Brandon Pratt probably shouldn't give up his career with the California Highway Patrol to join the rodeo.
Pratt was trying to shoo an escaped cow off a rural Northern California highway when it "took offense," according to Bruce Thuelchassaigne, a spokesperson for CHP's Susanville office.
The roughly 2,000-pound bovine chased Pratt and quickly caught up with him, dealing him a "glancing blow" near his right shoulder, Thuelchassaigne said.
"The cow was pretty mad," he said. "It put its head down and went to throw him up in the air."
Dashcam footage of the Dec. 23 encounter shows the enormous animal running through a field and charging Pratt as he tries to flee.
Afterward, Pratt runs to the front of his patrol car and checks to see whether his assailant is still in pursuit. With no cow in sight, he heaves a sigh of relief.
It's hard to make out details in the grainy footage, but Thuelchassaigne said the cow's feet leave the ground as the animal lifts Pratt into the air.
Pratt wasn't seriously injured, which his colleagues think may be thanks to the bulletproof vest he was wearing.
Cattle and other large animals frequently break out of fences in the rural area around Susanville and pose a hazard to drivers, the CHP station said in a Facebook post.

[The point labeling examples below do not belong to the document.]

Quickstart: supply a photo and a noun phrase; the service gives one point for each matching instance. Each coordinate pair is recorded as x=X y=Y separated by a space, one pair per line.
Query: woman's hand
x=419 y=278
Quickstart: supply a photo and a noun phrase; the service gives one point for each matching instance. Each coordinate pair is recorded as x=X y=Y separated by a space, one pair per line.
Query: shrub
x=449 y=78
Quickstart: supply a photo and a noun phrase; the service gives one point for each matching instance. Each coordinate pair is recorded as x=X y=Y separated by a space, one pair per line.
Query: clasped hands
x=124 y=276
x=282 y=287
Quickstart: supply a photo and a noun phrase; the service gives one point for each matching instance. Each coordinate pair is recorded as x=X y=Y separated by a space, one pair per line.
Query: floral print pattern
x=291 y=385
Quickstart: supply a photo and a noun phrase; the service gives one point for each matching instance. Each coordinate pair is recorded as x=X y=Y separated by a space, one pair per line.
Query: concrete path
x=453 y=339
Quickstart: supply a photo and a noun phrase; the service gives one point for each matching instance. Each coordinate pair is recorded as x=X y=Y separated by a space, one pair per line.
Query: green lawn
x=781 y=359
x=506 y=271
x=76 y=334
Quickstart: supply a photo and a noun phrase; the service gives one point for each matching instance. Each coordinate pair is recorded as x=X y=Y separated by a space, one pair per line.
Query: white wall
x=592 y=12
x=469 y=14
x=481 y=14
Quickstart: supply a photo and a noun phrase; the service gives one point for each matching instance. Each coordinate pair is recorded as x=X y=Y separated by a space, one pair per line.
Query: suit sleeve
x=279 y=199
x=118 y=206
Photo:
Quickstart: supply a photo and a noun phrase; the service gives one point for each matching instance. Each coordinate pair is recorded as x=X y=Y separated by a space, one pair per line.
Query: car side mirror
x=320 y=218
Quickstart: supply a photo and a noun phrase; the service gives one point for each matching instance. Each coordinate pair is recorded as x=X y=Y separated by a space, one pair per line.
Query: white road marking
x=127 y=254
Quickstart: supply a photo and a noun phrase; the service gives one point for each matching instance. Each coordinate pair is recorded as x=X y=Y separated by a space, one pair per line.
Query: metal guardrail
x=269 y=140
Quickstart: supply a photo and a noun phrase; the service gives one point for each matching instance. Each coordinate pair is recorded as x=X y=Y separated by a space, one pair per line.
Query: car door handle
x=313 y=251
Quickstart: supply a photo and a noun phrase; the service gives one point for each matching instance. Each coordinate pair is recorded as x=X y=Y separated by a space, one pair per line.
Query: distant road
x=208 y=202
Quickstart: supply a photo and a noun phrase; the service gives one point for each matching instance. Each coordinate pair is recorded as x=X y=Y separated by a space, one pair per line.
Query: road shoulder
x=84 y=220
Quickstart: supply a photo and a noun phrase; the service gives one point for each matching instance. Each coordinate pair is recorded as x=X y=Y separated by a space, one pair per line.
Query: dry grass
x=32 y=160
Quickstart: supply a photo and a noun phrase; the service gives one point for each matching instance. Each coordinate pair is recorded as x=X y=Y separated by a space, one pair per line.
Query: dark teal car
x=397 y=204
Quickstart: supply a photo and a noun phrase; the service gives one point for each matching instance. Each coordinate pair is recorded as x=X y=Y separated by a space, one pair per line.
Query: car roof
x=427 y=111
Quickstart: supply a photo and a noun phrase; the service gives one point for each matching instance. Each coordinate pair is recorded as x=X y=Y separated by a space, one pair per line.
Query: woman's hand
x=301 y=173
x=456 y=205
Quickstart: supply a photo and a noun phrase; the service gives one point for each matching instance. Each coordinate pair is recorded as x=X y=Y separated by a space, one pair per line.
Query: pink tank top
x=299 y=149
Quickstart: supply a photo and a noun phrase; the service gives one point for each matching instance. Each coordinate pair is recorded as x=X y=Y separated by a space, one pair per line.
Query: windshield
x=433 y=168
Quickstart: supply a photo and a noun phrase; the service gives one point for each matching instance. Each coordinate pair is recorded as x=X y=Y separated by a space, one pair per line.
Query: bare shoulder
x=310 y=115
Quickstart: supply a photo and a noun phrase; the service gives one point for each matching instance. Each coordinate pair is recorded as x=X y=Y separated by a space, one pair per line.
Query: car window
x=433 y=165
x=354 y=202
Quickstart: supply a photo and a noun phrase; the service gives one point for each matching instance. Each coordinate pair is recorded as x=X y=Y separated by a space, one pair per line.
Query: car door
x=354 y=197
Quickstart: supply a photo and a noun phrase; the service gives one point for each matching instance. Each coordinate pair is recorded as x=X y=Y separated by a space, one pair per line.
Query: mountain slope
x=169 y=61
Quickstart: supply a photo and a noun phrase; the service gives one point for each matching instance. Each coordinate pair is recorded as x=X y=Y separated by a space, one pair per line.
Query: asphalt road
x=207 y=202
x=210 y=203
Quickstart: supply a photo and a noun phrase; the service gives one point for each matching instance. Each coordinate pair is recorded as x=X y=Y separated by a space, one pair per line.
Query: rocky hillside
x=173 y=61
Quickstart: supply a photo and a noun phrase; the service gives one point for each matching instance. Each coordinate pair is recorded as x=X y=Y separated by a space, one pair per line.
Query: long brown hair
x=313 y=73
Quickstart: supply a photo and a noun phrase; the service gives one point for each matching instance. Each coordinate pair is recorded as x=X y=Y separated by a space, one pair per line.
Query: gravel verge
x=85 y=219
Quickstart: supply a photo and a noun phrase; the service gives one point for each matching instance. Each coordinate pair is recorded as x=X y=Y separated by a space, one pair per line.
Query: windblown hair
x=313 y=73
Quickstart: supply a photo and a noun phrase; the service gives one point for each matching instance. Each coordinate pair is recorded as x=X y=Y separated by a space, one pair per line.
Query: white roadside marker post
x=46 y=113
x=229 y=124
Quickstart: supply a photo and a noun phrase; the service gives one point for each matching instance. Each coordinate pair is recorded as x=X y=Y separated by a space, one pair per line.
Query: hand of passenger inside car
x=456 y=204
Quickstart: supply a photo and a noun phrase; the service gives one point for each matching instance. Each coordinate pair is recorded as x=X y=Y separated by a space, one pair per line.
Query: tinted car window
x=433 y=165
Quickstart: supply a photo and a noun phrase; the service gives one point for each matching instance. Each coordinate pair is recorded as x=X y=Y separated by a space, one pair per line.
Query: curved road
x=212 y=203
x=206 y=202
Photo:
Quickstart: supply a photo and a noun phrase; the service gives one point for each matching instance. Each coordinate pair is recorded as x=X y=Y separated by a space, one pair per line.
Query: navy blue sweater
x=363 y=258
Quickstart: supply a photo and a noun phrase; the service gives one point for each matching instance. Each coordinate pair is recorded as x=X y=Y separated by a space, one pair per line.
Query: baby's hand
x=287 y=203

Thuelchassaigne said the office easily fields four or five calls a week. Cattle ranching is one of the main industries in northeastern Lassen County, where Susanville is located.
"Most times, the cows behave and go back through the fence, but every once in a while, you get one that has attitude," Thuelchassaigne said.
Weighing 1,000 to 2,000 pounds each, the animals can cause significant damage to a car — or a person.
"You definitely don't want to get run over by a cow," he said.